¿Hay diferencia entre el “evangelio” y la “doctrina”?


Por Josué I. Hernández

Algunos hablan de una supuesta “diferencia” entre los términos “evangelio” y “doctrina”. Ellos dicen que el evangelio se predica a los inconversos y que la doctrina se enseña a los cristianos. Su argumentación hace una diferencia que Dios no hace; y la consecuencia es una predicación bien acotada, restringida, de lo que se cree que es el evangelio a diferencia de lo que se cree que es la doctrina. Así, pues, se evitan enseñar temas considerados doctrinales pues sólo serán necesarios para los cristianos, a diferencia del evangelio que es necesario sólo para los perdidos.
Esto es peligroso. Hacer diferencias que Dios no hace es: Añadir a su palabra (Deut. 4:2; 12:32; Apoc. 22:18), pensar más de lo que está escrito (1 Cor. 4:6), trazar mal la palabra de verdad (2 Tim. 2:15), no hablar conforme a las palabras de Dios (1 Ped. 4:11), y torcer las Escrituras (2 Ped. 3:16).
Pero, ¿cuál fue la comprensión que los hombres inspirados y demás cristianos primitivos tenían sobre lo que se ha de enseñar y predicar? El evangelio, la fe, la verdad, la palabra de Dios y la doctrina, han de ser predicados y enseñados al mundo y a la iglesia. El Nuevo Testamento no hace distinción técnica entre estos términos descriptivos.

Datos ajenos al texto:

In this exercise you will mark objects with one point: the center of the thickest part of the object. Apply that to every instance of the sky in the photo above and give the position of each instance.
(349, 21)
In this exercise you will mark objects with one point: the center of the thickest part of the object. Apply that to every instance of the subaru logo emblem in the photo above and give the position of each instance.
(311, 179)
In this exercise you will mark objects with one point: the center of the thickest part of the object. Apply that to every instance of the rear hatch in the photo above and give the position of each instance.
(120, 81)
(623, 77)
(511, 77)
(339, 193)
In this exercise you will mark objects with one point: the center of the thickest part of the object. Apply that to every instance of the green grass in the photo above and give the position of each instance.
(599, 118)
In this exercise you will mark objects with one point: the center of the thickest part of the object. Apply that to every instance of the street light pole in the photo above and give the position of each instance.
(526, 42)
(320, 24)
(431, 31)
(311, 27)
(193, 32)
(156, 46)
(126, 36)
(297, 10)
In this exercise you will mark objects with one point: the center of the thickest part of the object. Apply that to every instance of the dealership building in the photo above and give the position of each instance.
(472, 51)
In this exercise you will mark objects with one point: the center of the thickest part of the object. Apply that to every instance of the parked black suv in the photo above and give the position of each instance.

Predicado y enseñado Al mundo A la iglesia
El evangelio Mar. 16:15,16 Rom. 1:15
La fe Hech. 6:7 Jud. 3
La verdad 1 Ped. 1:22 Ef. 4:15
La palabra de Dios Ef. 1:13; Stgo. 1:18 2 Tim. 4:2; Stgo. 1:21
La doctrina Rom. 6:17 Tito 2:1

Los términos “evangelio” y “doctrina” son usados intercambiablemente en el Nuevo Testamento, y ambos deben ser predicados y enseñados tanto al mundo como a la iglesia.

El evangelio predicado a la iglesia La doctrina enseñada al mundo
Gal. 2:2 Rom. 6:17,18
Gal. 2:14 Hech. 5:21,28
1 Cor. 15:1,2 Hech. 13:6,7,12
Fil. 1:27 Heb. 6:1,2

No hay distinción entre “evangelio” y “doctrina”. Por esto, no nos sorprende leer que los romanos habían obedecido el patrón de doctrina dispuesto por Dios para su salvación (Rom. 6:17,18), el cual es “la fe” (Rom. 1:5), “el evangelio” (Rom. 1:16), “la palabra de verdad” (Ef. 1:13), es decir, “la sana doctrina” (cf. 1 Tim. 1:10), “la forma de las sanas palabras” (2 Tim. 1:13).

Debido a lo anterior, leemos en Hechos que los santos fieles predicaban “la palabra de Dios” (Hech. 13:7), es decir, “la fe” (v.8), “la doctrina del Señor” (v.12), el “evangelio de la gracia de Dios” (Hech. 20:24), el cual es “la palabra de su gracia” (Hech. 20:32).